I know they’re bad because even the squirrels aren’t interested in
them. Yesterday I watched as one took half a cookie, then jumped up to the bird
bath to wash the taste out of his mouth, sniffed a couple of others and then
left the back yard. Turns out that all I needed to repel squirrels were these
cookies.
Fish skin falls into the “don’t want to eat” category. Tuesday
evening, I peeled the skin off my roasted salmon fillet and chucked it outside;
it’s probably irresponsible, but I figure that a passing racoon might like it.
Later, around 2200, I heard critter rustling sounds on the patio, so I slipped
downstairs and turned on the light to see the trash panda.
Well, blow me if it wasn’t a skunk snuffling about. It eventually
got to the salmon, picked it up and took it a few feet away to munch.
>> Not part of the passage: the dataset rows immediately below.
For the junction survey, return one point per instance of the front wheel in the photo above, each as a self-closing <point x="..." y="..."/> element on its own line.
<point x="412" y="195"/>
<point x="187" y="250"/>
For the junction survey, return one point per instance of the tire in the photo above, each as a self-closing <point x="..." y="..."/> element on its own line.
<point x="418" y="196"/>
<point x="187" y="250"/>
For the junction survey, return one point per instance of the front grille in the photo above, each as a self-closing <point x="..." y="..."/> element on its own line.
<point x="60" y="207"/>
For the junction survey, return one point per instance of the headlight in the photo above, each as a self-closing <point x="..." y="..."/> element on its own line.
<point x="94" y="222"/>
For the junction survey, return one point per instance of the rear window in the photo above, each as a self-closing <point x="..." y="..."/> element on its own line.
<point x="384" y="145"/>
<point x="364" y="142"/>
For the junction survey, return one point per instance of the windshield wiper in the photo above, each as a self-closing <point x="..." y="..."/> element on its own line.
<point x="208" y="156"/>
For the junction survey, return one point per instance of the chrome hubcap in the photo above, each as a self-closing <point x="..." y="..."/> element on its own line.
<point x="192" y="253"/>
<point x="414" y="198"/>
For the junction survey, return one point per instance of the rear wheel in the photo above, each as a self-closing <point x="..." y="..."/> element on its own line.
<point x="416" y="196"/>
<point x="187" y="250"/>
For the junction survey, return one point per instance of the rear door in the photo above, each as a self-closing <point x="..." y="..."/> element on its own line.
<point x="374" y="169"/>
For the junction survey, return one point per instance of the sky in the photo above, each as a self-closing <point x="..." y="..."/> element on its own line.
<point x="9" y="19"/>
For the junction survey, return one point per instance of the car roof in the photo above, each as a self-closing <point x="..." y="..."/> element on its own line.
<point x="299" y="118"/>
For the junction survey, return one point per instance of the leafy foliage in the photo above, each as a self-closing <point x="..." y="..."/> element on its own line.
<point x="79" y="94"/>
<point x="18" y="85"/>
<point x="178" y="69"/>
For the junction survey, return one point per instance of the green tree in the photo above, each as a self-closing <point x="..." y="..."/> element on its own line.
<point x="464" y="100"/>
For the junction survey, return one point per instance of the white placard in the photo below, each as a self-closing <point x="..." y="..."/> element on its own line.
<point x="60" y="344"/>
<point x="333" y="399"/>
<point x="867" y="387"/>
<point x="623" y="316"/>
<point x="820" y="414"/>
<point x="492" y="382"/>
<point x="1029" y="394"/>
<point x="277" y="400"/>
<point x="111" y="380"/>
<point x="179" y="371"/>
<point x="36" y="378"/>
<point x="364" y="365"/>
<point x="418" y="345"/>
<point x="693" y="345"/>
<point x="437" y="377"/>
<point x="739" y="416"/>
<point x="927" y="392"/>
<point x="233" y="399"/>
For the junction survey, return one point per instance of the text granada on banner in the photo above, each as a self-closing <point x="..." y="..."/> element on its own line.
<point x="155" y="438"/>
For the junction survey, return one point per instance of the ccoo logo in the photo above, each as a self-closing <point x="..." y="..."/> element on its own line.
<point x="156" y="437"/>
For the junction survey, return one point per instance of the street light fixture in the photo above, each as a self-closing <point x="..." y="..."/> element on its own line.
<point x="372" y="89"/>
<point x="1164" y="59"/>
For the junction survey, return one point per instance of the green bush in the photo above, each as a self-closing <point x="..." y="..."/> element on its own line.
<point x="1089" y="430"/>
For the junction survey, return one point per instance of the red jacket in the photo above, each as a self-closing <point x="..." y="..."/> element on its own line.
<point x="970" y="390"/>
No, I do not have video, because I didn’t have my mobile on me and
I did not want to call attention to myself. Unlike our fearless family
chihuahua-X Buffy, for whom we had to buy tomato juice by the tanker truck, I
do not fancy duking it out with a skunk. (Even though the sudden flooding of
light didn’t seem to bother it; I still wasn’t taking chances.)
So my wildlife neighborhood has become even more diverse.
Maybe the skunk will like the cookies.